Grupların, toplulukların üyeleri ve toplumun tümünün ortak etkilenimine yol açan,
tipik olarak bireyin denetimi altında olmayan değişik dışsal etmenler için kullanılagelmiştir.

  • Çevresel etkilenim” yakın çevrede bizi etkileyen fiziko-jeo-kimyasal
    ve biyolojik etkenler olarak düşünülebilir.

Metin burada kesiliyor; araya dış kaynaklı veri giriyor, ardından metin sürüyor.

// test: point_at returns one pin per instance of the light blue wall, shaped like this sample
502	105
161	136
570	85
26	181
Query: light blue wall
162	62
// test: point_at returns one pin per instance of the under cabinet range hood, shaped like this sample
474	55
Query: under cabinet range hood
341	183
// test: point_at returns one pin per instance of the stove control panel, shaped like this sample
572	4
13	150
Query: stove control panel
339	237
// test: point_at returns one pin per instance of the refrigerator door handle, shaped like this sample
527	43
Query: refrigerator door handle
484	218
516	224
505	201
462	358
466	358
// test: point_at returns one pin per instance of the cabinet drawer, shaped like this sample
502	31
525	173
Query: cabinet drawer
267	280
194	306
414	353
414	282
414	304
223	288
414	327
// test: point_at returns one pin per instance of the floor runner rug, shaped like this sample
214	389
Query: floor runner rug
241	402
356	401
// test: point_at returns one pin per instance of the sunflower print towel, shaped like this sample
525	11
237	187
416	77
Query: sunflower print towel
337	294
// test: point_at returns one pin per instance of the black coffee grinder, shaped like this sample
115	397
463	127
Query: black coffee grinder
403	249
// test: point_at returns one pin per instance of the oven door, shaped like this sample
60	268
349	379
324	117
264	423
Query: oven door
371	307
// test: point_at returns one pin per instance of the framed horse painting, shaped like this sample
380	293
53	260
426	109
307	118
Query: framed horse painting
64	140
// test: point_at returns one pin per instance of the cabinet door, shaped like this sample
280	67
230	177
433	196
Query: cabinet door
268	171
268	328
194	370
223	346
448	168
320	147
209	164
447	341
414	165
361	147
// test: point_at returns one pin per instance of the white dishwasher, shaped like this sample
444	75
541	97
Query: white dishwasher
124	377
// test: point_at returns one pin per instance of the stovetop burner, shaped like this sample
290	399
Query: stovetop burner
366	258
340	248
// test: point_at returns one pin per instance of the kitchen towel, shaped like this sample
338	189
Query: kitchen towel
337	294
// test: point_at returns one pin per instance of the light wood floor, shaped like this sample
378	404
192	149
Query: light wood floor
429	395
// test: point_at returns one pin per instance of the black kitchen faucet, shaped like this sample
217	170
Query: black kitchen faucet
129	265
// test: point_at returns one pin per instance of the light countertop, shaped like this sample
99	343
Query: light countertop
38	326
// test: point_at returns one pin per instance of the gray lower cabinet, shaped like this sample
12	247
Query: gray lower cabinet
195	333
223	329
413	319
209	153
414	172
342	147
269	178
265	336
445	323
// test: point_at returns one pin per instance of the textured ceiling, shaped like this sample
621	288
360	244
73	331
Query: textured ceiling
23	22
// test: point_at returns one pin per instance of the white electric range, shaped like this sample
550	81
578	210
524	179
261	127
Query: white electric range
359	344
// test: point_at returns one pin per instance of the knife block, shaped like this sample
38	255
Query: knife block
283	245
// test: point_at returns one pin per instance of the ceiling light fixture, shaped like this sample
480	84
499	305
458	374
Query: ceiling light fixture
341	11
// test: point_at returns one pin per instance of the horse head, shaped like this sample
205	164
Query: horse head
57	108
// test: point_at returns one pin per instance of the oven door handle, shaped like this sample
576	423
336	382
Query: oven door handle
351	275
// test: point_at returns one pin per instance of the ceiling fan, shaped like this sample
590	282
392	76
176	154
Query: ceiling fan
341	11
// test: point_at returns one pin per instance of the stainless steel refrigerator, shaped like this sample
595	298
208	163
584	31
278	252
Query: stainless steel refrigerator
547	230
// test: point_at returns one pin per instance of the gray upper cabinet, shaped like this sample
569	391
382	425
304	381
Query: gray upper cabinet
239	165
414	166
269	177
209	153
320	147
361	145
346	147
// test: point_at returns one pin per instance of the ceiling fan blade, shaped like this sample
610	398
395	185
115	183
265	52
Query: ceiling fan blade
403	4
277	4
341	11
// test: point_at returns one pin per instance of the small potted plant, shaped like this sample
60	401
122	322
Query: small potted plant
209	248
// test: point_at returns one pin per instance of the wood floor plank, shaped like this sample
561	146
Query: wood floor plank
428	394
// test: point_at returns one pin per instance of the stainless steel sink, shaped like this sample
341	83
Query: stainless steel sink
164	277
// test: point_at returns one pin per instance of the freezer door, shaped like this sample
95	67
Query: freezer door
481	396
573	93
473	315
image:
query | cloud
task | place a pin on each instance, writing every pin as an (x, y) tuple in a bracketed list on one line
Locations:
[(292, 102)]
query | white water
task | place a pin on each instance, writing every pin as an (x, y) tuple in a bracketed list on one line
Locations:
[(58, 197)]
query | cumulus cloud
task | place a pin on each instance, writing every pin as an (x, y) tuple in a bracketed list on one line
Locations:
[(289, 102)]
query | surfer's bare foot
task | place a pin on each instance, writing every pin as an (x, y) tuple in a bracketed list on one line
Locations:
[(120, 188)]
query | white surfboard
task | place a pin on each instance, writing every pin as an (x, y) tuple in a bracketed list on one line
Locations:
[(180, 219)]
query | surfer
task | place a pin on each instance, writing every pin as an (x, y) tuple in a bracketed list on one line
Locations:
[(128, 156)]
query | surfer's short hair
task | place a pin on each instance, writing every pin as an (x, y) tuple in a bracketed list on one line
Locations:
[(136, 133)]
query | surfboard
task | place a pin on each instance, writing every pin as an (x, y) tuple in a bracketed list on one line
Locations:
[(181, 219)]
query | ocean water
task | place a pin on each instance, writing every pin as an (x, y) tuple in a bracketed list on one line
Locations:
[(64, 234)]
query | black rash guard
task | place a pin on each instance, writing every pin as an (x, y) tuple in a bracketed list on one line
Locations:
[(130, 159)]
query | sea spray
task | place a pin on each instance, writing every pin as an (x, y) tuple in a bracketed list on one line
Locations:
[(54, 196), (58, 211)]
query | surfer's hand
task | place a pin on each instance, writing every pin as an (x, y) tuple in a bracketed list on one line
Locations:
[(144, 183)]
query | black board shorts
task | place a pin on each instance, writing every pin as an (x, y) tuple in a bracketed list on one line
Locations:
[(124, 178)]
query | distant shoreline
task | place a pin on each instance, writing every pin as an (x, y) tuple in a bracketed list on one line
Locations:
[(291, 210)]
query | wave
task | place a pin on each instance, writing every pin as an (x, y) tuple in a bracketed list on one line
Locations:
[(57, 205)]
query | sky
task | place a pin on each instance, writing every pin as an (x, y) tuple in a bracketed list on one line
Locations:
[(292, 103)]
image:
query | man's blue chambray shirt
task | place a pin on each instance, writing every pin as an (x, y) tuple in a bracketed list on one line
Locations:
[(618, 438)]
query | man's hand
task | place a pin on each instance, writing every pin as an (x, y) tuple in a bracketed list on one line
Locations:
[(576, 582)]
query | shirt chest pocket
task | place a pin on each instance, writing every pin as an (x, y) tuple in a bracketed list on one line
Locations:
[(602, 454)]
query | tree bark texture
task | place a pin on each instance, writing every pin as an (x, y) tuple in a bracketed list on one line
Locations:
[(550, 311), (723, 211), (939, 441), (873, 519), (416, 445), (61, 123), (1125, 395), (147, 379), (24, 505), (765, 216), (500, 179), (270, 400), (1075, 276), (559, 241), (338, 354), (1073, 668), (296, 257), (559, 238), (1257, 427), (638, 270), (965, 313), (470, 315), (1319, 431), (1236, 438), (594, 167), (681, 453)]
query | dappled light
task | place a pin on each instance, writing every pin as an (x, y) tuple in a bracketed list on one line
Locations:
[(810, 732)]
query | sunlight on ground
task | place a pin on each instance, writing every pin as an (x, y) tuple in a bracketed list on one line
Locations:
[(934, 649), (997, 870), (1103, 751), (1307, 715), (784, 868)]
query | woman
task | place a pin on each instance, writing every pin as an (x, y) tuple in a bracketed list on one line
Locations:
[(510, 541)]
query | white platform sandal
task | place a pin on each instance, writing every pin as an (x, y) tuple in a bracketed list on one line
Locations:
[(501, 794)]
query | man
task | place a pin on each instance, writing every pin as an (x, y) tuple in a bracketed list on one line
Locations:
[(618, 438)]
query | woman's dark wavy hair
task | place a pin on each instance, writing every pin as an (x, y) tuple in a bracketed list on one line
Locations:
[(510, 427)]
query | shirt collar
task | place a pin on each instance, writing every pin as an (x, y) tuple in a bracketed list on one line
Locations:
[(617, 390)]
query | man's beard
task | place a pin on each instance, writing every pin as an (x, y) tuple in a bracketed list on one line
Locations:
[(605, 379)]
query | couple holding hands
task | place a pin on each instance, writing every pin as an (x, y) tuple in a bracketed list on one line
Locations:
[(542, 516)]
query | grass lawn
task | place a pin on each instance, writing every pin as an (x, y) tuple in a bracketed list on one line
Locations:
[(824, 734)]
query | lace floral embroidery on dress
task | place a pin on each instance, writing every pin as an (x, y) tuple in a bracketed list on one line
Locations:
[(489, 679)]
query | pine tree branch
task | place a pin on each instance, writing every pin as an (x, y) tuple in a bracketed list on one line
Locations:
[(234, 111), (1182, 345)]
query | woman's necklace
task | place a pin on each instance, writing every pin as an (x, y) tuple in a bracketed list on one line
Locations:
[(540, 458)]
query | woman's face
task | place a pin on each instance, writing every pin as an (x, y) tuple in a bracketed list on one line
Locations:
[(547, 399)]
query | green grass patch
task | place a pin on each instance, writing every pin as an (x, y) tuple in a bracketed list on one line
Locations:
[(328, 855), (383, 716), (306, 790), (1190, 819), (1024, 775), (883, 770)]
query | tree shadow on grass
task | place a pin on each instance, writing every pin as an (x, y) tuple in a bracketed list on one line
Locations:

Bütün bu tanımlar, kavramlar tam yerine oturmadığında çevrenin “dışımızdaki” olarak algılanmasına yol açar. Yani “biz” değildir. Sadece bizi çevrelemekte ve etkilemektedir. Sorun, kendimizi ondan korumaktan ibaret görülür. Onu koruma yükümlülüğü düşünülmez bile. Bu dışlama 17. yüzyılın felsefe geleneğinden doğmuştur.
Modern Batı biliminin kurucuları olarak Bacon, Dekart, Newton ve çağdaşlarının oluşturduğu bir yaklaşımdır. Bu görüş yüzyıllarca, endüstrileşen ve modernleşen
Batı dünyasının maddesel gereksinimlerinin karşılanabilmesi için doğal dünyayı yönetme, tüketme ve yeniden biçimlendirmemize yardımcı olmuştur. Dünyadaki
her şeyin insanın yararına sunulduğu görüşü de bunu desteklemiştir. İnsanlar yıllar yılı doğayı dizginlemekten, doğaya hâkim olmaktan, doğayı fethetmekten söz etmiştir. Last’ın çevre tanımı yaparken insan çevre arasındaki karşılıklı etkileşimle bağlantı kurması, bu hatalı yaklaşımı ortadan kaldırmaya yöneliktir.

Çevresel etkiler

Son zamanlarda insan topluluklarının çevresel etkileri üstel olarak artmıştır.
Bunun yerel, bölgesel etkileri giderek küresel baskıya yol açar duruma gelmiştir. Giderek sosyoekonomik durumun; konut kalitesi ve madde özellikleri gibi hastalık örüntülerinde belirleyici olan çevresel rollerine daha büyük oranda ağırlık verilmeye başlanmıştır. Bu nedenle “çevre” teriminin daha kapsamlı biçimde tanımlanması gerekmiştir. Yapılacak tanım sosyal ve ekonomik ilişkileri, yapılı çevreyi ve ilişkili yaşama örüntülerini de kapsamalıdır. Tanım yalnızca ben’i ya da biz’i değil, tüm canlıları kapsamalıdır.

  • Çevre canlıların genetik örüntüsü dışındaki her şeydir.
  • Bu canlıların dünyada var oluşu her birinin var oluşu koşuluna bağlıdır.”

Bu kavram oturmayacak olursa, politikacı çevre konusunda çok eski dönem yaklaşımlarına sarılacaktır. Meraların, ormanların, su kütlelerinin, canlıların
“insanın” ekonomik çıkarlarına kurban edilişi bir hak gibi sunulacaktır.
Bir zamanlar “iklim değişikliğini” yadsıyan politikacıların, günümüzde bu duruma
bir tür kaçınılmaz yazgı anlamı yükleyerek sorumsuzluklarını gizleyen bir özür gibi kullanmalarının nedeni de budur.